Sunday, October 5, 2025

ISM numbers indicate a slowing September for the real economy

In the later part of the week, we got indicatons that the real economy slowed down in September. This includes, the Institute for Supply Management's PMI Manufacturing Index that came out on Wednesday, which showed that sector continued to struggle.
Economic activity in the manufacturing sector contracted in September for the seventh consecutive month, following a two-month expansion preceded by 26 straight months of contraction, say the nation's supply executives in the latest ISM Manufacturing PMI® Report….

"Looking at the manufacturing economy, 67 percent of the sector's gross domestic product (GDP) contracted in September, down from 69 percent in August. Twenty-eight percent of GDP is strongly contracting (registering a composite PMI® of 45 percent or lower), up from 4 percent in August. The share of sector GDP with a PMI at or below 45 percent is a good metric to gauge overall manufacturing weakness. Of the six largest manufacturing industries, only one (Petroleum & Coal Products) expanded in September, compared to two in August," says [Susan ]Spence, [who chairs ISM’s Manufacturing Business Survey Committee].
In addition, prices for manufacturers continued to rise at a widespread and significant level.
The ISM® Prices Index registered 61.9 percent in September, decreasing 1.8 percentage points compared to the previous month's reading of 63.7 percent, indicating raw materials prices increased for the 12th straight month (though at a slower rate compared to August). The Prices Index has increased 11.6 percentage points over the past 11 months. In the last eight months, the index reached its highest levels since June 2022, when it registered 78.5 percent. All of the six largest manufacturing industries — Machinery; Computer & Electronic Products; Food, Beverage & Tobacco Products; Petroleum & Coal Products; Transportation Equipment; and Chemical Products, in that order — reported price increases in September. "The Prices Index reading continues to be driven by increases in steel and aluminum prices that impact the entire value chain, as well as tariffs applied to many imported goods. Higher prices were reported by 32.5 percent of respondents in September, down from 33.5 percent in August. The share of respondents reporting higher prices trended up from November 2024 (12.2 percent) to April (49.2 percent), which was the highest level since June 2022 (65.2 percent)," says Spence. A Prices Index above 52.8 percent, over time, is generally consistent with an increase in the Bureau of Labor Statistics (BLS) Producer Price Index for Intermediate Materials.
"The highest level since 2022" is not good at all when you're talking about inflation, as that was when rices were increasing at a rate above 1.0% a month, and year-over-year inflation was at 9%.

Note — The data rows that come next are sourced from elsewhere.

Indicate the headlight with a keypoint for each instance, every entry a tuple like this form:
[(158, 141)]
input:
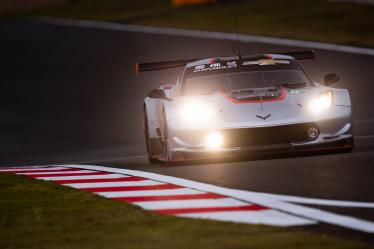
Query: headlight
[(324, 101), (196, 111)]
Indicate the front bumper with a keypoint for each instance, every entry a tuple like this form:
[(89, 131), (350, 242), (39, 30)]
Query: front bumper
[(188, 145)]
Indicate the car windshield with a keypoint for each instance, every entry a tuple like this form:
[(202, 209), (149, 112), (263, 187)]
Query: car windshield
[(244, 80)]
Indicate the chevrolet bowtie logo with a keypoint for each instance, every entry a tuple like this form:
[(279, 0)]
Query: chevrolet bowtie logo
[(263, 117)]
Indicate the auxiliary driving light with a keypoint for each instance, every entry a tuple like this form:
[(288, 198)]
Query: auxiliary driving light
[(214, 140), (313, 133)]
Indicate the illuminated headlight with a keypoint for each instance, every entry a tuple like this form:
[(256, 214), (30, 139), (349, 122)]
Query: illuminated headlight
[(324, 101), (214, 140), (196, 111)]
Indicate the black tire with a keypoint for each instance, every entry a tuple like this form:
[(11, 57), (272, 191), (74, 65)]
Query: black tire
[(148, 144)]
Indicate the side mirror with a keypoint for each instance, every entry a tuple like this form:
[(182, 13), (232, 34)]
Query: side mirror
[(158, 94), (331, 79)]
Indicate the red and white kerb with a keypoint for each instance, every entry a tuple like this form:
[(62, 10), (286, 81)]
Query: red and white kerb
[(160, 197)]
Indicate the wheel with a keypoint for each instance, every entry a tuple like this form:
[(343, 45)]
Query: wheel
[(169, 156), (148, 142)]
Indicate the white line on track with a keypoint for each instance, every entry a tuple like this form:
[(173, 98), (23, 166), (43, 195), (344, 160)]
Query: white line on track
[(272, 216), (201, 34), (252, 197), (141, 193)]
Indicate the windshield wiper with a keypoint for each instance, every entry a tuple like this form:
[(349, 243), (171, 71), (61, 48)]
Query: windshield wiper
[(295, 85)]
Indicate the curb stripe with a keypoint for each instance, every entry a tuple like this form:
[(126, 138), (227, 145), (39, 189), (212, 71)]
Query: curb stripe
[(224, 201), (210, 209), (305, 215), (36, 169), (132, 188), (51, 172), (166, 197), (81, 177), (91, 173), (169, 197), (179, 191), (112, 184), (123, 178)]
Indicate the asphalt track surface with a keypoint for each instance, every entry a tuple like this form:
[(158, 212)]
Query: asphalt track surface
[(70, 94)]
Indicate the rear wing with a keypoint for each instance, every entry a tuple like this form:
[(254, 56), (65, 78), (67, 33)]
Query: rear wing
[(160, 65)]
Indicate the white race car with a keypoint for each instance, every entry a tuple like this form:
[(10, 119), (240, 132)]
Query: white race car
[(240, 105)]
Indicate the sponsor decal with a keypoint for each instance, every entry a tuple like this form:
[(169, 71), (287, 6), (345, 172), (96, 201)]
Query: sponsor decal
[(215, 66)]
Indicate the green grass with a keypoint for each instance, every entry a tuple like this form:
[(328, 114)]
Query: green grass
[(317, 20), (37, 214)]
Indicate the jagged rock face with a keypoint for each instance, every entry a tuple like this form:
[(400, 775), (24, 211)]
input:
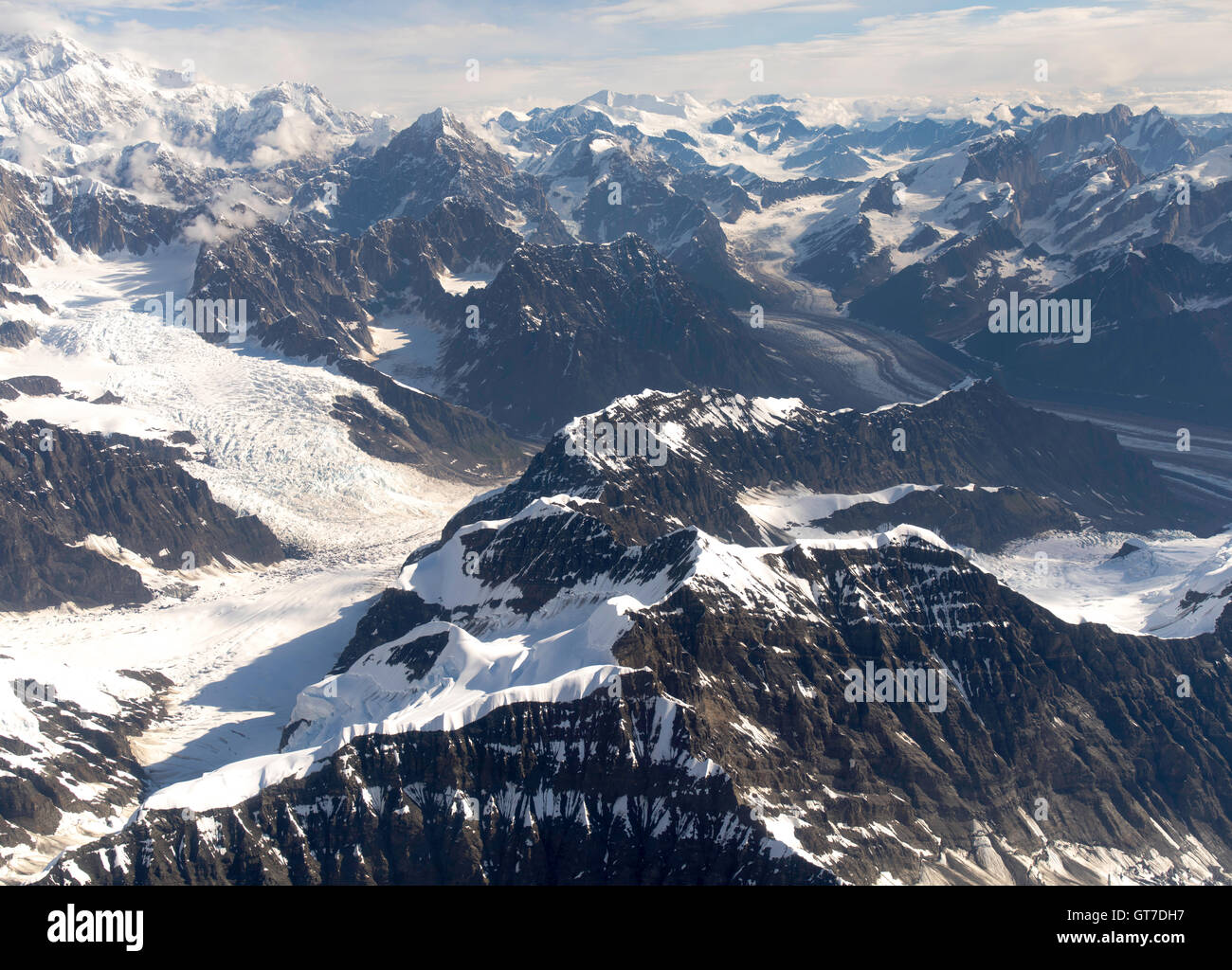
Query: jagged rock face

Then on Friday, ISM reported that the service sector also underperformed in September.
The report was issued today by Steve Miller, CPSM, CSCP, Chair of the Institute for Supply Management® (ISM®) Services Business Survey Committee: “In September, the Services PMI® registered an unchanged reading of 50 percent, 2 percentage points lower than the August figure of 52 percent. The Business Activity Index moved into contraction territory in September, registering 49.9 percent, 5.1 percentage points lower than the reading of 55 percent recorded in August. This is the first time the index has entered contraction territory since May 2020. The New Orders Index remained in expansion in September, with a reading of 50.4 percent, down 5.6 percent from August’s figure of 56 percent. The Employment Index remained in contraction territory for the fourth month in a row and the fifth time in the last six months; the reading of 47.2 percent is 0.7 percentage point higher than the 46.5 percent recorded in August.
And just like we're seeing in the goods sector, prices are going up for services as well, and with less need to get more orders coming in for the future.
“The Prices Index registered 69.4 percent in September, a 0.2-percentage point increase from August’s reading of 69.2 percent. The index has exceeded 60 percent for 10 straight months, its longest such streak since 30 consecutive readings above 60 percent from October 2020 to March 2023.

“The Inventories Index dropped into contraction in September after three months in expansion territory, registering 47.8 percent, a decrease of 5.4 percentage points from August’s figure of 53.2 percent. The Inventory Sentiment Index expanded for the 29th consecutive month, registering 55.7 percent, up 0.2 percentage point from August’s figure of 55.5 percent. The Backlog of Orders Index was in contraction territory for the seventh month in a row, registering 47.3 percent in September, but with a 6.9-percentage point jump from the August figure of 40.4 percent to hit its highest reading since April (48 percent).
Put all this together, and you have a pretty gloomy picture.

These ISM reports should get extra attention from you as the government shutdown continues, because the regularly-scheduled releases of the US government's jobs and unemployment claims data has already been delayed, and September's inflation reports for later this month are also likely to be set back. So for us and the Federal Reserve, they will have to go on reports like the ISM to figure out where things stand with the overall economy. And from what we saw from the ISM, a stagflationary situation seemed to be happening for September.